The latest Democrat fighting to sit behind the Resolute Desk is taking aim at the frontrunner.
Bill de Blasio bashed Joe Biden on Thursday over the then-senator's role in passing the 1994 crime bill, which the New York City mayor and other critics say led to the disproportionate mass incarceration of black and Latino Americans.
"The nominee of the Democratic party has to be someone who says very clearly mass incarceration was a huge mistake, the crime bill was a huge mistake," de Blasio said in an interview with CBS News' Elaine Quijano on "Red & Blue."
Biden, who championed the Violent Crime Control and Law Enforcement Act, has argued that the majority of incarcerated citizens are in state prisons, rather than the federal ones affected by the bill. He has also touted the increased gun control that resulted from the bill's passage. However, de Blasio says that the strict sentencing guidelines of Biden's work set a standard of mandatory sentencing that bled into lower courts.
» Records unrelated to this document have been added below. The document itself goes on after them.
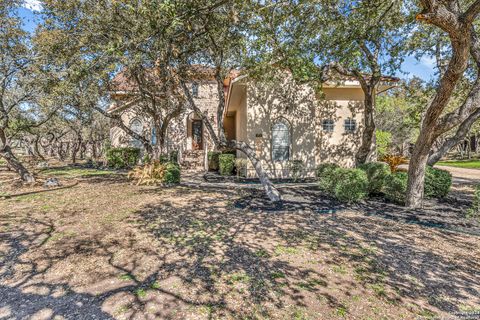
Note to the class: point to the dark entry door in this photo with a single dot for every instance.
(197, 141)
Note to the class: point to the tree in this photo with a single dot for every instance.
(456, 21)
(16, 89)
(362, 40)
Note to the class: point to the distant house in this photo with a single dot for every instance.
(283, 121)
"The point is it grew and it grew and it grew and the crime bill was a part of it," he said.
De Blasio says that higher incarceration rates are counterproductive to making the country safe. He bills New York as "the safest big city in America," and links lowering arrest rates to safer streets.
"We're not punishing people and trying to send them away," he said. "We're actually trying to work with communities, particularly to help our young people lead productive lives."
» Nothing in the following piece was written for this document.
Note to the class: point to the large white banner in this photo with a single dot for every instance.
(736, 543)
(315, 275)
De Blasio's criticisms came in response to a conservative New York Times columnist's defense of the crime bill that took aim at the New York mayor.
"The progressive mayor could never have been elected to his current office (much less aspired to a higher one) had 25 years of ever-lower crime not made New Yorkers remarkably nonchalant about the need for safe streets," the paper's Bret Stephens wrote.
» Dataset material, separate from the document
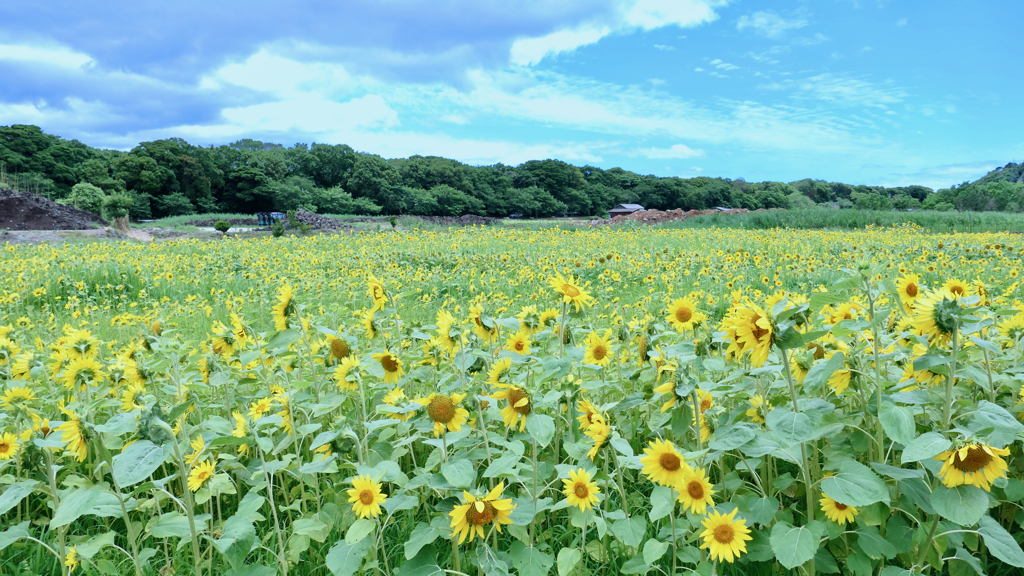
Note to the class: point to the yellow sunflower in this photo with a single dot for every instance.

De Blasio also addressed the statement Special Counsel Robert Mueller made yesterday about his report on Russian interference in the 2016 election. Although Mueller "sent all the possible signals he could have" that Congress should continue investigating the president, de Blasio says that starting impeachment proceedings against President Donald Trump right now would backfire.
"The day will come when that critical mass is available where we can actually win an impeachment vote. That day is coming, I don't think that's today, but that day is coming," de Blasio said.